This afternoon Mark went to the bee yard at Barhams'. I wanted to go, but had to work.
Here's his report:
"I have six hives over there. Four of them have serious populations. Three of those have adequate honey stores. One does not. The two weaker hives probably should be combined with stronger hives, if I can find those two queens and kill them. Both of them are loaded with honey because there's not a big enough population of bees. So next time I'm over there, I'm going to break them down, find the queens, and boot 'em out. Then I'll distribute the boxes at Harley's and on the hive that needs honey stores. I changed the oil in all of the traps. I didn't see any small hive beetles."
Then he went to Harley's. He changed the oil there too.
"I don't have honey supers on any of the three hives there. All three of them are jam-packed with bees. One of them has enough honey, the other two do not. So, when I break down those two weak hives at Barhams', I'll take their resources, and put them on the two hives needing honey."

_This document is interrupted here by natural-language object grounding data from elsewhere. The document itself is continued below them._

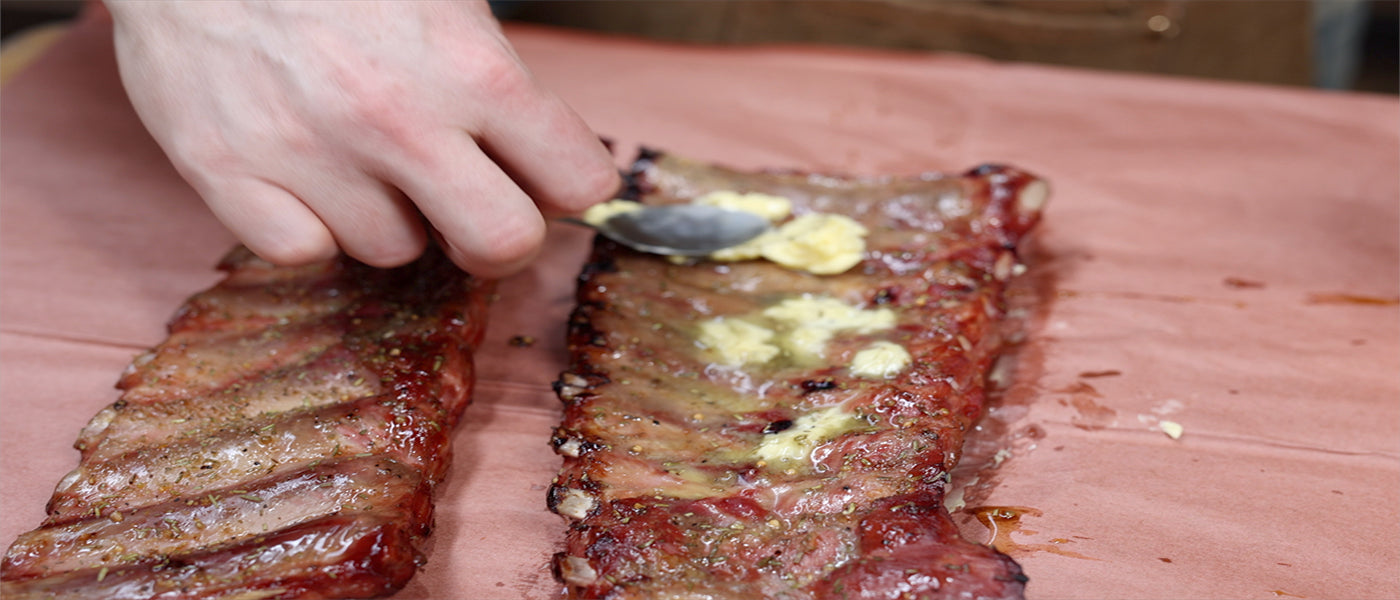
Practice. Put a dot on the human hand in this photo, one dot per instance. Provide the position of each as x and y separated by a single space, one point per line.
314 125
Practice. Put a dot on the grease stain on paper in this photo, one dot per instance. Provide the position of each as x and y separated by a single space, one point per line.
1004 520
1353 300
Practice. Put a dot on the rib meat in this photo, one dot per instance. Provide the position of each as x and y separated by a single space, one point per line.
282 442
662 483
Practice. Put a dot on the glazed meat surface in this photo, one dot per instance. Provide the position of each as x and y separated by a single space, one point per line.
686 477
282 442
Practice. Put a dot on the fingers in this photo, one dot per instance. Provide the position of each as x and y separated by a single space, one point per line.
487 225
550 153
270 221
370 220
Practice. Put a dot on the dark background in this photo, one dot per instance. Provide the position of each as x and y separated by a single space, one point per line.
1270 41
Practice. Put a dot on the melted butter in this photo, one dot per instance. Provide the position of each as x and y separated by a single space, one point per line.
597 214
767 206
812 320
797 442
801 327
881 360
818 244
737 341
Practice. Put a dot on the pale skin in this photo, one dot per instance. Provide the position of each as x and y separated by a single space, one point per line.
311 127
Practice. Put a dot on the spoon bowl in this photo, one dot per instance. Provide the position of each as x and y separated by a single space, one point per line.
681 230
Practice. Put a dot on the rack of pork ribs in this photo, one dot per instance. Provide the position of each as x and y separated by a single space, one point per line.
282 442
661 484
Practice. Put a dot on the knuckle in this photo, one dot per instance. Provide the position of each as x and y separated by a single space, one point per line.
296 251
389 252
501 248
500 77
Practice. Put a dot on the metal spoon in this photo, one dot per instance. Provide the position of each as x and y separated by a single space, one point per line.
681 230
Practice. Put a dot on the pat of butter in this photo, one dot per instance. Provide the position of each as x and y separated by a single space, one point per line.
881 360
807 432
767 206
738 341
800 326
819 244
598 214
812 320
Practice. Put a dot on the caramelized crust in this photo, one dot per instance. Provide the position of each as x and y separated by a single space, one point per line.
664 484
282 442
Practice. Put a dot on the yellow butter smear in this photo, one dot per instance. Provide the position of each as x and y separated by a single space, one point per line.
819 244
797 327
797 442
598 214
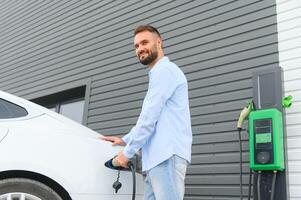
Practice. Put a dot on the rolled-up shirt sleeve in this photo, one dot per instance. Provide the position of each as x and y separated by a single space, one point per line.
161 87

All of the strong hives have capped brood, which is the result of the warm winter weather we've had. Normally there wouldn't be a lot of brood in February, as the potential for cold weather still exists, and there usually isn't a lot in bloom to stimulate the bees.The reason he's able to get into the hives so early in the season is persistently warmer temperatures. According to Harry Fulton, the bees are 3-4 weeks ahead of schedule. This means we'll have to watch for over-crowding and a desire to swarm. I'm working with Harry on a feature story this week, and when it's released I'll post it here on the blog.
Mark says if it's nice tomorrow, he'll get all of this accomplished while the weather is good. I wish I could go!
We've officially sold out of all of our honey. I guess I'll have to start the waiting list for our spring harvest!